There are optional properties that would be desirable for a solution:
- Being able to determine the length of the curve.
- Determine the $t$ variable at $p_1$.
- Determine tangents at $p_1$
The points can be colinear.
is there anything wrong with the unique parabola going through those points? I'll assume you mean three points in general position (no two are colinear.)
In general, you can take $ax^2+bx+c=y$, and use all three points to determine a $3 \times 3$ system of linear equations to solve for coefficients.
In a similar fashion, you could take $(x-a)^2+(y-b)^2=r^2$ and again plug in $x,y$ to get a system of linear equations to solve.
Both of these should go well, since tangent vectors amount to differentiating second order polynomials, which is easy.
The parabola admits the easiest parametrization by $t$ given by $t \mapsto (t,t^2)$, while the circle can be given by $(x,y)=(a,b)+r(\cos t,\sin t)$ which is also not bad to evaluate.

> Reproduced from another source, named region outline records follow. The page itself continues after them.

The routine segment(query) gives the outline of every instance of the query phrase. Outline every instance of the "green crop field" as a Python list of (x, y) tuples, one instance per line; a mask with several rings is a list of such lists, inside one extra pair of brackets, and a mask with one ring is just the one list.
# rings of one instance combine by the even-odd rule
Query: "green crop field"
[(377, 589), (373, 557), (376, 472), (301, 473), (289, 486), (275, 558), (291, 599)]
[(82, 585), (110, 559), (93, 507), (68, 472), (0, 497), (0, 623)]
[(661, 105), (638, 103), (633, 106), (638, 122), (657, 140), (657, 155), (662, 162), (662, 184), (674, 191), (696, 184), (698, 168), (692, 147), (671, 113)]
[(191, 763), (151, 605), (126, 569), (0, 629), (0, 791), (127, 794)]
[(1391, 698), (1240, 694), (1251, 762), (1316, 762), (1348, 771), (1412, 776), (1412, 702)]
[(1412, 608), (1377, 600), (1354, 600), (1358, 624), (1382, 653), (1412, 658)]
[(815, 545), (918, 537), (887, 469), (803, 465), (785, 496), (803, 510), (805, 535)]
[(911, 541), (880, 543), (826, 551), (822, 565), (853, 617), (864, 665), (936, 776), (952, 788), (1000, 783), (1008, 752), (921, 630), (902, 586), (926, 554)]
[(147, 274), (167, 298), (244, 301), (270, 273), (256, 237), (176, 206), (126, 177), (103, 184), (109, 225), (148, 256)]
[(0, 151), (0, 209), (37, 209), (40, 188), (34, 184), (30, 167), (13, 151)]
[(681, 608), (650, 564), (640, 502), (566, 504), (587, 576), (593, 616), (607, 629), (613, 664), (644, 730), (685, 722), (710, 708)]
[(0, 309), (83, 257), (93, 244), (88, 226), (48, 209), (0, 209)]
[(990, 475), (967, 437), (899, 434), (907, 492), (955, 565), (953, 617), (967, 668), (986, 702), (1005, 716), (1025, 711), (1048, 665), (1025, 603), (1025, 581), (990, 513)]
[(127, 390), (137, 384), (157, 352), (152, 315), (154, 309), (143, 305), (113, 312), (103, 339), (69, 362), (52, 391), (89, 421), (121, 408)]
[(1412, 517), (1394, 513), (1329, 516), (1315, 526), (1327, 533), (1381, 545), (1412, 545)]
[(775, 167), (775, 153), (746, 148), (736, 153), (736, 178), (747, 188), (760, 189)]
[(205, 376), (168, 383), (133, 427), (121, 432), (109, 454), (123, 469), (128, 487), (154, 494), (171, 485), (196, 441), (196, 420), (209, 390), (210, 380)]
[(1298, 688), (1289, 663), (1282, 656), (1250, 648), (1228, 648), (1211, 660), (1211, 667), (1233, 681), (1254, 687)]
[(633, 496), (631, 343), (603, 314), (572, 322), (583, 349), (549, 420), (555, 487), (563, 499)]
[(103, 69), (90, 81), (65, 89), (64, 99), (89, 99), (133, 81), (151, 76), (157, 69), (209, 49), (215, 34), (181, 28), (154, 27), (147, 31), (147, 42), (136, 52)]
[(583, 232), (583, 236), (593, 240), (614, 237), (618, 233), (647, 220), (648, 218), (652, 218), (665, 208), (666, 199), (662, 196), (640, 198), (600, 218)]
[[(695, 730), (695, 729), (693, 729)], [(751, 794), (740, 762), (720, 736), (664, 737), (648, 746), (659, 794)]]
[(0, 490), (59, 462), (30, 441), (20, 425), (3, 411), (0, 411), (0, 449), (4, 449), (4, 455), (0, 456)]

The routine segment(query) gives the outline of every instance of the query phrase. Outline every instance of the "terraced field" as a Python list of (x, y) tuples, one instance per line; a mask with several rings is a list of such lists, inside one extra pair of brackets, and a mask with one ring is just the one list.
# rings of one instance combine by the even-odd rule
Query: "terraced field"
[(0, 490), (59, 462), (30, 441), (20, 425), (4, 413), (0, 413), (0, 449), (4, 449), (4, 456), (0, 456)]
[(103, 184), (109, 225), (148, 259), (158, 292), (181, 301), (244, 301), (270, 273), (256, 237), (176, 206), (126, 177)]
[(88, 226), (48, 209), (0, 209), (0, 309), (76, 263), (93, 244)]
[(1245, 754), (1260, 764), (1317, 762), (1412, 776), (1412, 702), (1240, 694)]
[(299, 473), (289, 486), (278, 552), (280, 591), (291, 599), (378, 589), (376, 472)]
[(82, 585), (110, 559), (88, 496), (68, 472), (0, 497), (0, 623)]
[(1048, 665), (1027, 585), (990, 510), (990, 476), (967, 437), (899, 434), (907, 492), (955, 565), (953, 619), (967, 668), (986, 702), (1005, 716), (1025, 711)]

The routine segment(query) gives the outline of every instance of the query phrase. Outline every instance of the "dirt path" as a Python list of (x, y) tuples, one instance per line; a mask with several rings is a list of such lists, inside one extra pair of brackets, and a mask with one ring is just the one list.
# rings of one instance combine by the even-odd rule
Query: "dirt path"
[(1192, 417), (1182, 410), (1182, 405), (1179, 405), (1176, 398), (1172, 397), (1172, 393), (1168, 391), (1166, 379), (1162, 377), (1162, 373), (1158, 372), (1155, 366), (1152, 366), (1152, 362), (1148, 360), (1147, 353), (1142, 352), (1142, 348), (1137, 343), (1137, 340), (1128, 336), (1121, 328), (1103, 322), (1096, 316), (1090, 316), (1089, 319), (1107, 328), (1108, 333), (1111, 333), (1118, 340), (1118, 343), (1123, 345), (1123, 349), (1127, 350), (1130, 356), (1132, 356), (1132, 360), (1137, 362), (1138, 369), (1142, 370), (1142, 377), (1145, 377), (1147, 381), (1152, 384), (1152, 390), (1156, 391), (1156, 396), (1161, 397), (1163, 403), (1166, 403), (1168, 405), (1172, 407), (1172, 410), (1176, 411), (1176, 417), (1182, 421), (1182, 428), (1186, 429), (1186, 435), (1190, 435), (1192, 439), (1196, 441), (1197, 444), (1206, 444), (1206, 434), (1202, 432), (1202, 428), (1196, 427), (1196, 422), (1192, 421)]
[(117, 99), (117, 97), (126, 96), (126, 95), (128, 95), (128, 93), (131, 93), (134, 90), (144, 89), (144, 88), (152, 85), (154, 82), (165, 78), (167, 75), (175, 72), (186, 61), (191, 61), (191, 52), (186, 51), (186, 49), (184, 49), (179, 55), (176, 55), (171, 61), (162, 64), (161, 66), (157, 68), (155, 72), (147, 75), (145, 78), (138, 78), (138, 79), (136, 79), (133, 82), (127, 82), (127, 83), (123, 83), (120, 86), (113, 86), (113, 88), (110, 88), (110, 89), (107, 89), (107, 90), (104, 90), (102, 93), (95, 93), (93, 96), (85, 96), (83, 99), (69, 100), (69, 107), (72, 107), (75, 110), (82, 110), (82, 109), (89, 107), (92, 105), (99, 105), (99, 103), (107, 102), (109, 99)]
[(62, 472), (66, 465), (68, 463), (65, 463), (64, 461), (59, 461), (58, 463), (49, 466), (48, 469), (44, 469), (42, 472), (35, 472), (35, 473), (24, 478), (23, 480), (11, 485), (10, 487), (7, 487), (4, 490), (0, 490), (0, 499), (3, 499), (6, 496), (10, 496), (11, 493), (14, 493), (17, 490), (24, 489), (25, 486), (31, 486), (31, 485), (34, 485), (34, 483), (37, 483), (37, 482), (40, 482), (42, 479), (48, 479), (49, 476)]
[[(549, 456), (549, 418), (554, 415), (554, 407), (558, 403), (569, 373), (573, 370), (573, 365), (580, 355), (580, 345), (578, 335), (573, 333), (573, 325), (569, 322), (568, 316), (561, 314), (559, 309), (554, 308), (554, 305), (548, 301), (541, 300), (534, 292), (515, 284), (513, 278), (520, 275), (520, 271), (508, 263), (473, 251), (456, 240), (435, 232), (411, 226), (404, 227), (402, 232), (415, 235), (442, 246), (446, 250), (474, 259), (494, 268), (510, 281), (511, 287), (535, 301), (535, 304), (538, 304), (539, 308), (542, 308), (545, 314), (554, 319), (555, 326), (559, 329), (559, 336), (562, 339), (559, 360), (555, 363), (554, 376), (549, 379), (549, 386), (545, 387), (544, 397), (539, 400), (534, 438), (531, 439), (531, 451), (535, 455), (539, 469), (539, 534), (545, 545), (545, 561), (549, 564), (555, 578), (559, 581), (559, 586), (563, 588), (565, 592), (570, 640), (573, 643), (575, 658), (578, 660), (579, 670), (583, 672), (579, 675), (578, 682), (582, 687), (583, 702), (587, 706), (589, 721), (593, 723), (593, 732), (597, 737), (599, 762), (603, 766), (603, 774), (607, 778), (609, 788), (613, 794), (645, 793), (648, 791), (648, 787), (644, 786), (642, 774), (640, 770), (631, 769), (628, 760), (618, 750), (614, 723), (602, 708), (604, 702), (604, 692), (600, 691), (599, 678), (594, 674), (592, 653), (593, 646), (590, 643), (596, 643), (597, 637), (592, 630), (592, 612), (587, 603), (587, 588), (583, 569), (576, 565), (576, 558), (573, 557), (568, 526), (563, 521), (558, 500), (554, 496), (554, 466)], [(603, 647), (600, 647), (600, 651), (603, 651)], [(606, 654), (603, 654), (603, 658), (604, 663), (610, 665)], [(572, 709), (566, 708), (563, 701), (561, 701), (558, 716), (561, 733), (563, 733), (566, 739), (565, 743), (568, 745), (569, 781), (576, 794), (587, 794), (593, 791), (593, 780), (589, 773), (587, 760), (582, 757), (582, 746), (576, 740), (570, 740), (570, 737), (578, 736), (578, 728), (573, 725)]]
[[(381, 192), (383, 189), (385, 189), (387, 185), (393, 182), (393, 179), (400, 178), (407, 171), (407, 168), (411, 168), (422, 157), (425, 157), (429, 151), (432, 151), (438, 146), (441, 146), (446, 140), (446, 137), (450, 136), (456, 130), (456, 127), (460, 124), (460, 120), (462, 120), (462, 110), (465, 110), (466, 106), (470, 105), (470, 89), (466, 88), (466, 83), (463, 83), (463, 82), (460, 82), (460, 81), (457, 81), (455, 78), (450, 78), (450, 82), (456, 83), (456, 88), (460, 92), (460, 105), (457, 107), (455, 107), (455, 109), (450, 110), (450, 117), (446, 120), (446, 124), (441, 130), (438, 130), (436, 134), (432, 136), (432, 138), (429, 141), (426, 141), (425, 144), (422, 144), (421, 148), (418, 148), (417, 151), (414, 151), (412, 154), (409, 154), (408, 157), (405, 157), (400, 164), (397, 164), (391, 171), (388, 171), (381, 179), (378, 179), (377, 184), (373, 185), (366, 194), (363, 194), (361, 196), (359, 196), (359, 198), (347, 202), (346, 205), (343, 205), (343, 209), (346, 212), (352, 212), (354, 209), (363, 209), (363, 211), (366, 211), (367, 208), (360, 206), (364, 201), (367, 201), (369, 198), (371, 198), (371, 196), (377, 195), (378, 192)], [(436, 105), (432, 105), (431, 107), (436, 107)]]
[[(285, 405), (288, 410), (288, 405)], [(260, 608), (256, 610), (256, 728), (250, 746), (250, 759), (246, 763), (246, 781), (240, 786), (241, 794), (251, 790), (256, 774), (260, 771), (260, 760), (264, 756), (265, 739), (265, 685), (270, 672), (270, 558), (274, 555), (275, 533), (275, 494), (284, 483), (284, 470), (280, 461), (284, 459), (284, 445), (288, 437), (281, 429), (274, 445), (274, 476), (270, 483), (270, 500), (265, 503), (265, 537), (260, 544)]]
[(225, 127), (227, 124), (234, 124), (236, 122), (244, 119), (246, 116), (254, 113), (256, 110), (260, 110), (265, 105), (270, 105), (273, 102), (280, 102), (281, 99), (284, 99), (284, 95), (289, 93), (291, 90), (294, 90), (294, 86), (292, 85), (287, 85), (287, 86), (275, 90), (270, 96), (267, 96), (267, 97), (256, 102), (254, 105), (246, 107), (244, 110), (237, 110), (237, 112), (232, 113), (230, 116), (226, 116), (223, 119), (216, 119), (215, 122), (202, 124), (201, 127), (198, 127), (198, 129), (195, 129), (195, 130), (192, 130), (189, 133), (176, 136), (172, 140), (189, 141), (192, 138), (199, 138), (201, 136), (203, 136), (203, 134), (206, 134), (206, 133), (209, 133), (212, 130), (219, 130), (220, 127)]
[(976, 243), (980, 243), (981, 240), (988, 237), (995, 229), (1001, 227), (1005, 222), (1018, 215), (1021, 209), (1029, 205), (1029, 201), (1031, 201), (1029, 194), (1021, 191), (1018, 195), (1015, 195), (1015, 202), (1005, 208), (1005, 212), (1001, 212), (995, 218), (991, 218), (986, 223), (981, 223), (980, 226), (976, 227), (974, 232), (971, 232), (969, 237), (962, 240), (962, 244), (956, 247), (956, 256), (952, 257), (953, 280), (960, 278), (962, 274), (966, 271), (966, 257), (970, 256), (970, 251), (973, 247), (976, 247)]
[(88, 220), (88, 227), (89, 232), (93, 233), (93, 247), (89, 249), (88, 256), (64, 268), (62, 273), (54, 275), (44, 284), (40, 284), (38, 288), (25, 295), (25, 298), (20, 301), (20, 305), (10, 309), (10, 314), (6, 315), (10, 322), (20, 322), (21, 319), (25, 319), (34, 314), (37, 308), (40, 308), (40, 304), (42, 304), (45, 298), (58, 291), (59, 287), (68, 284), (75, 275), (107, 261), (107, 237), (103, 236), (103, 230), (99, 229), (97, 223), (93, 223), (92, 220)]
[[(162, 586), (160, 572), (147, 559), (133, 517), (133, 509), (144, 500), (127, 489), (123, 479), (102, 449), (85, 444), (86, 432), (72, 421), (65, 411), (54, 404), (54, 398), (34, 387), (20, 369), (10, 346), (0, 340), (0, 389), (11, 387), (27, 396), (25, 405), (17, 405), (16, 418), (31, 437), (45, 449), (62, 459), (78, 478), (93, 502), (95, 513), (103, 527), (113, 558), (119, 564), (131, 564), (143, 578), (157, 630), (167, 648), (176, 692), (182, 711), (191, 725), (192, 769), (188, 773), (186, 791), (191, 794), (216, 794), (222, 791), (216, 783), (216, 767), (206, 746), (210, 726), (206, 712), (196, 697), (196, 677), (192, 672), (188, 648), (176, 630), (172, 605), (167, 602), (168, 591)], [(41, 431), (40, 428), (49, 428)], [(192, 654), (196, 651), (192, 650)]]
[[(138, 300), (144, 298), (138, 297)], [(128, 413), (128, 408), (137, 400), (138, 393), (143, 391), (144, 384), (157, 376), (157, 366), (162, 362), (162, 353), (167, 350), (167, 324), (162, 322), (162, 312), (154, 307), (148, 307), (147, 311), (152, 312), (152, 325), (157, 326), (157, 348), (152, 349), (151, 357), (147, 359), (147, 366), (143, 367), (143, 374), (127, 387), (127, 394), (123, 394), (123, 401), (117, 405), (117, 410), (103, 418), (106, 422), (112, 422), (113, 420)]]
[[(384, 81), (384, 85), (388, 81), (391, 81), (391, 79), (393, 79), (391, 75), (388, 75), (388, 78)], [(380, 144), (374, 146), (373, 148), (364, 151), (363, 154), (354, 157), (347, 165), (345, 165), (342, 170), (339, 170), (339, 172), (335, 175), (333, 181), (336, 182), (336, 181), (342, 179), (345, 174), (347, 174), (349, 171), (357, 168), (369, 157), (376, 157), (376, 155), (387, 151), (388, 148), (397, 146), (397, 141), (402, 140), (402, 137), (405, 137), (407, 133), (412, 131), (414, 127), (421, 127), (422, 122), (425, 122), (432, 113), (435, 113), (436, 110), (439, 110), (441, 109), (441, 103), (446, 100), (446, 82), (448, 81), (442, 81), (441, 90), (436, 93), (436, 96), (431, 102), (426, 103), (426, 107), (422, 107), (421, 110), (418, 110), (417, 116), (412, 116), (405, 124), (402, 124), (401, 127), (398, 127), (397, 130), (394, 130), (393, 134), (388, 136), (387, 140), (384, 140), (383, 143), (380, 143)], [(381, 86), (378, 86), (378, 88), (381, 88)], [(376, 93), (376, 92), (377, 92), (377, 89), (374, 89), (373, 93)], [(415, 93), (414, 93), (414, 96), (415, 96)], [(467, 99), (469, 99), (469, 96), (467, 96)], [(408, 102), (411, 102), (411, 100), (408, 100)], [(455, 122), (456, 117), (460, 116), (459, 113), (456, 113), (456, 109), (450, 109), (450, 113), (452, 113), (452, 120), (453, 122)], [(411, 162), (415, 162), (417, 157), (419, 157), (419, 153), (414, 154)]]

Arc lengths will be $\int_{t_1}^{t_2} \sqrt{x^{\prime}(t)^2+y^{\prime}(t)^2} dt$ which for the parabola is $\int_{t_1}^{t_2} \sqrt{1+4t^2} dt$ and for the circle $\int_{t_1}^{t_2} \sqrt{\cos^2t+\sin^2t} dt=\int_{t_1}^{t_2} 1 dt$. Maybe the only caveat is that if you want to find the arc length between points you have to find the appropriate $t$ that maps to a point $(x,y)$ but this is not so bad.